In the past two weeks, I’ve twice blogged about the Ninth Circuit’s opinion in Barnes v. Yahoo. This case split the Ninth Circuit from other circuits as to how the CDA should be applied – should it support a 12(b)(6) motion to dismiss, or should it be treated as an affirmative defense? In deciding that the CDA was an affirmative defense, the Ninth Circuit created for itself a few problems. If the CDA is treated as an affirmative defense, then a court could open discovery prior to ruling on whether a defendant’s actions were immunized or not.

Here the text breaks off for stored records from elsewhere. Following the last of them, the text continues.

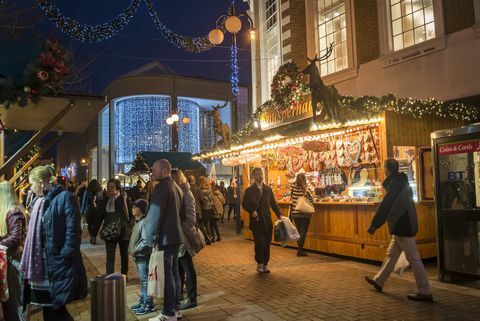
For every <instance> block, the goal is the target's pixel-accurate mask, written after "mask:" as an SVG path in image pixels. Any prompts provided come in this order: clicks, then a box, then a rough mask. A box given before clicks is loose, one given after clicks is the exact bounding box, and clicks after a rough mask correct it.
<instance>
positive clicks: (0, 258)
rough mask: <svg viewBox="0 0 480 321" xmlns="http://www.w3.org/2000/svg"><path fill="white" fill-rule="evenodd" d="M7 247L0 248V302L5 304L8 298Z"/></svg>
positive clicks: (8, 295) (8, 293)
mask: <svg viewBox="0 0 480 321" xmlns="http://www.w3.org/2000/svg"><path fill="white" fill-rule="evenodd" d="M7 266H8V260H7V247H5V246H3V245H1V246H0V302H7V300H8V298H9V293H8V282H7V268H8V267H7Z"/></svg>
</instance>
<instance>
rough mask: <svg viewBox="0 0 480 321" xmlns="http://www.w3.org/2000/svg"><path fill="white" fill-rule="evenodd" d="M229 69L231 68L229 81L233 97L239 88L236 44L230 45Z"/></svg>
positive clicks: (237, 63)
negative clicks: (238, 87) (230, 62)
mask: <svg viewBox="0 0 480 321" xmlns="http://www.w3.org/2000/svg"><path fill="white" fill-rule="evenodd" d="M230 51H231V69H232V74H231V76H230V83H231V84H232V94H233V97H235V99H236V97H237V96H238V93H239V89H238V80H239V76H238V51H237V46H236V45H232V46H231V49H230Z"/></svg>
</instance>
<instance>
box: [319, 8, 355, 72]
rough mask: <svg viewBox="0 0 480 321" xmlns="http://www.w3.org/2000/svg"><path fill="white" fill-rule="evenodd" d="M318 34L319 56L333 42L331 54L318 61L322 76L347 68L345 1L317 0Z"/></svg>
mask: <svg viewBox="0 0 480 321" xmlns="http://www.w3.org/2000/svg"><path fill="white" fill-rule="evenodd" d="M318 36H319V44H320V56H322V55H324V54H325V53H326V52H327V50H328V48H329V47H330V44H331V43H333V52H332V54H331V55H330V57H329V58H328V59H326V60H323V61H322V62H321V63H320V72H321V74H322V76H325V75H328V74H331V73H334V72H337V71H340V70H343V69H346V68H348V47H347V21H346V14H345V1H339V0H318Z"/></svg>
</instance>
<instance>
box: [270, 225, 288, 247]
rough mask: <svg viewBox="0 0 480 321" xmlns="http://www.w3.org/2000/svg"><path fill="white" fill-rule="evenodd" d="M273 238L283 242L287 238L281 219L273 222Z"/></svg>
mask: <svg viewBox="0 0 480 321" xmlns="http://www.w3.org/2000/svg"><path fill="white" fill-rule="evenodd" d="M273 238H274V240H275V242H285V241H286V240H287V231H286V230H285V225H284V224H283V222H282V221H281V220H278V221H276V222H275V226H274V229H273Z"/></svg>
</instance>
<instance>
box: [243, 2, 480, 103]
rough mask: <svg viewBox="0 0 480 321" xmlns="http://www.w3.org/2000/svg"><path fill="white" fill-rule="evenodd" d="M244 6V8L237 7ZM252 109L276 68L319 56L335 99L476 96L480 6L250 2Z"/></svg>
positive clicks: (311, 2)
mask: <svg viewBox="0 0 480 321" xmlns="http://www.w3.org/2000/svg"><path fill="white" fill-rule="evenodd" d="M245 1H247V0H245ZM248 2H249V3H250V11H251V12H250V14H251V16H252V17H253V19H254V21H255V25H256V28H257V30H258V37H257V38H256V40H255V42H254V43H253V46H252V71H253V72H252V73H253V75H252V77H253V79H252V87H253V104H254V106H259V105H261V104H262V103H263V102H265V101H266V100H268V99H269V97H270V84H271V79H272V78H273V75H274V74H275V73H276V71H277V70H278V67H279V66H280V65H281V64H284V63H286V62H289V61H293V62H295V63H296V64H297V65H298V66H299V67H300V68H303V67H304V66H305V65H306V63H307V60H306V57H307V56H308V57H313V56H315V54H319V55H321V54H323V53H324V52H325V51H326V48H327V47H328V44H330V43H332V42H333V43H334V51H333V54H332V55H331V56H330V57H329V59H328V60H327V61H322V62H320V63H319V68H320V70H321V74H322V78H323V80H324V82H325V83H326V84H335V86H336V87H337V89H338V90H339V92H340V94H343V95H355V96H360V95H375V96H381V95H384V94H388V93H394V94H396V95H397V96H399V97H414V98H425V97H434V98H437V99H440V100H452V99H458V98H464V97H472V96H477V95H480V87H479V86H478V83H480V62H479V60H478V57H479V56H480V0H250V1H248Z"/></svg>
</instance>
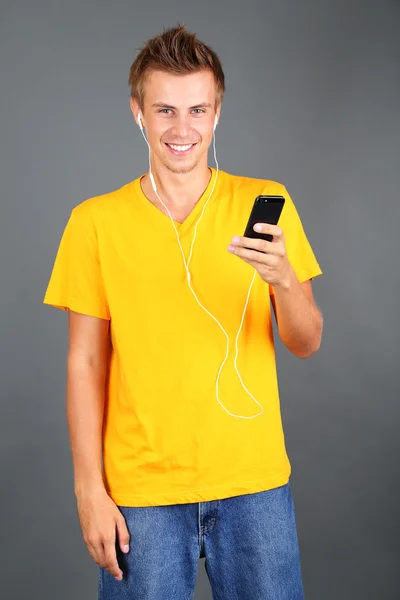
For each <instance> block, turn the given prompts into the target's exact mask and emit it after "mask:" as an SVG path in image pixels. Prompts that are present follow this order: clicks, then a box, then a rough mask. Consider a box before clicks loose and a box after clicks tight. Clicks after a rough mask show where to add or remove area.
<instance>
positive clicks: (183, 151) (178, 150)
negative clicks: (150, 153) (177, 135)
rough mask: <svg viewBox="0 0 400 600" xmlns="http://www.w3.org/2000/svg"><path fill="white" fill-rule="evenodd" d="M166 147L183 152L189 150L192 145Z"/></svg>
mask: <svg viewBox="0 0 400 600" xmlns="http://www.w3.org/2000/svg"><path fill="white" fill-rule="evenodd" d="M168 146H171V148H173V149H174V150H177V151H178V152H184V151H185V150H189V148H191V147H192V146H193V144H189V145H188V146H174V144H168Z"/></svg>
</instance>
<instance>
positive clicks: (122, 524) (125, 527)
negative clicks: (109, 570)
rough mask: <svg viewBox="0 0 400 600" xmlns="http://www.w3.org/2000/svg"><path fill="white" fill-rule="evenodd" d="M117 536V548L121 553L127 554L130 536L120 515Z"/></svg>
mask: <svg viewBox="0 0 400 600" xmlns="http://www.w3.org/2000/svg"><path fill="white" fill-rule="evenodd" d="M117 535H118V542H119V547H120V548H121V550H122V552H129V540H130V535H129V531H128V528H127V526H126V521H125V518H124V517H123V515H122V514H121V519H120V520H119V521H117Z"/></svg>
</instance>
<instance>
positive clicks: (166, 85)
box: [145, 71, 216, 106]
mask: <svg viewBox="0 0 400 600" xmlns="http://www.w3.org/2000/svg"><path fill="white" fill-rule="evenodd" d="M215 94H216V86H215V80H214V75H213V73H212V72H211V71H197V72H195V73H187V74H185V75H174V74H171V73H164V72H163V71H153V72H151V73H150V74H149V76H148V78H147V81H146V84H145V103H146V104H148V105H149V104H152V103H153V102H163V103H165V104H170V105H172V106H193V105H195V104H199V103H201V102H210V103H214V101H215Z"/></svg>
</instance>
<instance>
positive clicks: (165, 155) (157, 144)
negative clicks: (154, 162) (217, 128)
mask: <svg viewBox="0 0 400 600" xmlns="http://www.w3.org/2000/svg"><path fill="white" fill-rule="evenodd" d="M215 93H216V89H215V81H214V77H213V74H212V73H211V71H200V72H196V73H190V74H187V75H171V74H169V73H163V72H162V71H153V72H152V73H151V74H150V76H149V78H148V80H147V82H146V84H145V94H144V111H143V112H144V114H142V115H141V116H142V124H143V122H144V126H145V129H146V131H145V133H146V136H147V139H148V142H149V145H150V148H151V160H152V164H154V162H156V163H157V161H160V163H162V164H163V165H164V166H165V167H166V168H167V169H169V170H170V171H172V172H173V173H188V172H189V171H191V170H192V169H194V168H195V167H197V165H199V164H200V163H204V165H205V166H207V150H208V147H209V145H210V143H211V141H212V136H213V126H214V119H215V115H216V112H215V108H214V107H215ZM131 108H132V111H133V112H134V111H135V110H136V114H137V112H138V110H139V107H138V105H137V103H136V102H135V101H131ZM217 114H219V107H218V109H217ZM177 146H178V147H177ZM182 147H183V148H182ZM153 161H154V162H153Z"/></svg>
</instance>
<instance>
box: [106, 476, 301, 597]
mask: <svg viewBox="0 0 400 600" xmlns="http://www.w3.org/2000/svg"><path fill="white" fill-rule="evenodd" d="M119 509H120V511H121V512H122V514H123V515H124V517H125V520H126V523H127V527H128V531H129V533H130V536H131V539H130V550H129V552H128V554H124V553H123V552H121V550H119V548H118V544H116V548H117V559H118V563H119V566H120V568H121V569H122V571H123V579H122V580H121V581H117V580H116V579H115V578H114V577H113V576H112V575H111V574H110V573H109V572H108V571H106V570H105V569H104V568H102V567H99V596H98V598H99V600H190V599H191V598H193V595H194V589H195V586H196V575H197V568H198V559H199V558H205V568H206V573H207V576H208V579H209V581H210V585H211V590H212V597H213V600H303V599H304V595H303V586H302V580H301V570H300V556H299V547H298V539H297V531H296V521H295V512H294V504H293V498H292V494H291V490H290V484H289V483H287V484H286V485H284V486H281V487H278V488H275V489H272V490H268V491H263V492H258V493H255V494H244V495H241V496H234V497H233V498H224V499H222V500H212V501H210V502H197V503H189V504H173V505H170V506H150V507H147V506H146V507H124V506H119Z"/></svg>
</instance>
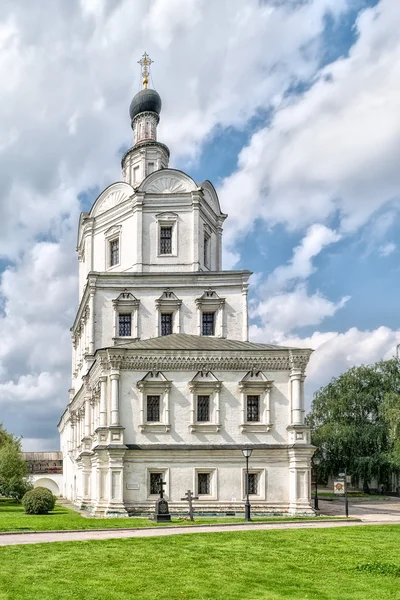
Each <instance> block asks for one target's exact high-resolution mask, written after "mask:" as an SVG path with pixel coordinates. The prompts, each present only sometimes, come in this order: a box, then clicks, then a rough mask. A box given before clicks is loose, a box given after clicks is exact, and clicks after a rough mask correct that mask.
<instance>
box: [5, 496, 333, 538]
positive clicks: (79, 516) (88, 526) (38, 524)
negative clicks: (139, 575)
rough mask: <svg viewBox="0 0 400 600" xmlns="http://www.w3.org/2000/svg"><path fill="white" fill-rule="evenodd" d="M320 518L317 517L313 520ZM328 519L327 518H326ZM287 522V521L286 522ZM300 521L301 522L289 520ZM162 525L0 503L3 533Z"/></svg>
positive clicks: (139, 519) (189, 523) (64, 511)
mask: <svg viewBox="0 0 400 600" xmlns="http://www.w3.org/2000/svg"><path fill="white" fill-rule="evenodd" d="M312 518H314V519H315V518H318V517H312ZM325 518H326V517H325ZM277 520H280V521H282V517H280V518H277V517H269V518H268V517H258V518H255V519H254V521H277ZM285 520H288V519H285ZM290 520H301V518H296V519H290ZM238 522H243V519H241V518H235V517H221V518H215V517H211V518H197V519H196V520H195V522H194V523H193V524H194V525H198V524H206V523H238ZM168 525H182V526H185V525H186V526H190V525H192V523H190V521H185V520H182V519H181V520H179V519H178V518H173V519H172V522H171V523H170V524H168V523H166V524H164V526H167V527H168ZM155 526H160V524H159V523H155V522H154V521H150V520H149V519H147V518H143V517H138V518H135V517H130V518H127V519H96V518H87V517H82V516H81V515H80V514H79V513H77V512H75V511H74V510H70V509H68V508H65V507H64V506H56V508H55V510H54V511H53V512H51V513H49V514H48V515H26V514H25V512H24V509H23V507H22V506H21V505H20V504H16V503H15V502H14V501H9V500H8V501H7V500H1V499H0V532H2V531H3V532H4V531H51V530H64V531H65V530H66V529H115V528H118V529H121V528H125V527H128V528H129V527H155Z"/></svg>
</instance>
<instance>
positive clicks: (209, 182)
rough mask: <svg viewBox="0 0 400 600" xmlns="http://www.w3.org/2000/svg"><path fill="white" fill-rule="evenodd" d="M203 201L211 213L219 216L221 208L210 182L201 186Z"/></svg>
mask: <svg viewBox="0 0 400 600" xmlns="http://www.w3.org/2000/svg"><path fill="white" fill-rule="evenodd" d="M201 188H202V192H203V196H204V200H205V201H206V202H207V204H208V205H209V206H210V207H211V208H212V209H213V211H214V212H215V213H216V214H217V215H220V214H221V206H220V203H219V200H218V195H217V192H216V191H215V187H214V186H213V184H212V183H211V181H208V180H207V181H203V183H202V184H201Z"/></svg>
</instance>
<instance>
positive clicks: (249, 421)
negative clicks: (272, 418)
mask: <svg viewBox="0 0 400 600" xmlns="http://www.w3.org/2000/svg"><path fill="white" fill-rule="evenodd" d="M272 384H273V381H270V380H269V379H268V378H267V377H265V375H264V374H263V373H261V372H258V373H257V374H254V373H253V372H251V371H249V373H247V374H246V375H245V377H244V378H243V379H242V380H241V381H239V384H238V385H239V391H240V394H241V404H242V418H241V423H240V425H239V427H240V430H241V432H242V433H268V432H269V430H270V429H271V427H272V426H273V424H272V422H271V392H272V389H273V387H272ZM248 396H258V397H259V421H248V419H247V416H248V412H247V410H248V409H247V398H248Z"/></svg>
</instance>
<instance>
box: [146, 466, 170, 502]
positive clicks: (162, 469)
mask: <svg viewBox="0 0 400 600" xmlns="http://www.w3.org/2000/svg"><path fill="white" fill-rule="evenodd" d="M152 473H161V474H162V477H163V480H164V481H165V483H166V484H167V485H166V486H165V487H164V497H166V498H167V499H169V497H170V477H169V468H164V467H157V466H151V467H146V475H145V477H146V480H145V483H146V492H145V493H146V497H147V500H152V501H154V500H155V499H156V498H158V497H159V494H150V476H151V474H152Z"/></svg>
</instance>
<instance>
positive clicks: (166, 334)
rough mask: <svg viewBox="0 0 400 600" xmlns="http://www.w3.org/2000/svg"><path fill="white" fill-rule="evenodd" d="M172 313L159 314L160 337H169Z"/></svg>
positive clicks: (171, 321) (171, 320)
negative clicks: (160, 314)
mask: <svg viewBox="0 0 400 600" xmlns="http://www.w3.org/2000/svg"><path fill="white" fill-rule="evenodd" d="M171 333H172V313H161V335H171Z"/></svg>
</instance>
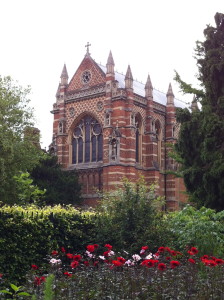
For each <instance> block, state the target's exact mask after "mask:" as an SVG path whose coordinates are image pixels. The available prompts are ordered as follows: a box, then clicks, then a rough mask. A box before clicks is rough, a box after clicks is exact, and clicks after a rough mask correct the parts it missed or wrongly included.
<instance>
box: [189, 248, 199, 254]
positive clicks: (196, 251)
mask: <svg viewBox="0 0 224 300" xmlns="http://www.w3.org/2000/svg"><path fill="white" fill-rule="evenodd" d="M187 253H188V254H189V255H195V254H197V253H198V249H197V248H196V247H191V249H190V250H188V251H187Z"/></svg>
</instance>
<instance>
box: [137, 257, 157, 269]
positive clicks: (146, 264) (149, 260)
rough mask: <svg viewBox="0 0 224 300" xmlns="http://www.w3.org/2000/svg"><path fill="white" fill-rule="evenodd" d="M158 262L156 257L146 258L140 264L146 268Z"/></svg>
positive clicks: (150, 266)
mask: <svg viewBox="0 0 224 300" xmlns="http://www.w3.org/2000/svg"><path fill="white" fill-rule="evenodd" d="M157 262H159V261H158V260H157V259H146V260H143V262H142V263H141V265H142V266H146V267H148V268H152V267H154V266H155V264H156V263H157Z"/></svg>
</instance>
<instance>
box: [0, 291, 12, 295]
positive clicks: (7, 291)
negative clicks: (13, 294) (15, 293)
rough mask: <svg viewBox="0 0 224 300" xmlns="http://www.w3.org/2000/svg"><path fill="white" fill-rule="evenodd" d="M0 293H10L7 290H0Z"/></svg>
mask: <svg viewBox="0 0 224 300" xmlns="http://www.w3.org/2000/svg"><path fill="white" fill-rule="evenodd" d="M0 293H4V294H9V295H12V293H11V292H9V291H7V290H1V291H0Z"/></svg>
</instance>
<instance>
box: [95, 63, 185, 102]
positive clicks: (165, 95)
mask: <svg viewBox="0 0 224 300" xmlns="http://www.w3.org/2000/svg"><path fill="white" fill-rule="evenodd" d="M97 64H98V65H99V66H102V67H103V68H106V66H104V65H103V64H101V63H97ZM114 72H115V73H117V74H119V75H122V76H123V77H124V78H125V74H122V73H120V72H118V71H116V70H115V71H114ZM133 82H136V83H138V84H142V86H143V87H144V86H145V84H144V83H142V82H140V81H138V80H136V79H134V80H133ZM153 90H155V91H157V92H159V93H162V94H164V95H165V96H166V93H165V92H163V91H161V90H159V89H157V88H155V87H153ZM139 96H141V95H139ZM174 99H175V100H177V101H180V102H181V103H183V104H185V105H188V104H189V102H185V101H183V100H180V99H178V98H176V97H174Z"/></svg>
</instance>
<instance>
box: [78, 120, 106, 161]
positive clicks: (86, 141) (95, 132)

By putting discovery into play, the cost of defending a case on CDA grounds could skyrocket. Thus, the CDA-as-an-affirmative-defense theory would create an incentive for defendants to settle cases for which they ought to receive protection, and create an incentive for plaintiffs to bring cases in the Ninth Circuit strictly for this reason.

On June 22 (roughly six weeks after the release of the initial Barnes opinion), the Ninth Circuit issued an amended opinion in which it deleted the entire discussion of the CDA as an affirmative defense. This marks the second time in two years that the Ninth Circuit has had to go back and correct a decision about the CDA. But by making this correction, the Ninth Circuit resolves the split among the circuits as to whether the CDA can be used to support a 12(b)(6) motion. Thus, in the Ninth Circuit, the CDA can support a 12(b)(6) motion – for the moment, anyway.

If you want to read the full opinion, it can be found here.

Why This Matters: Notwithstanding a future departure from the norm, the CDA can form the basis for a 12(b)(6) motion in the Ninth Circuit. This means that it is still possible to resolve a case on CDA grounds prior to the opening of discovery.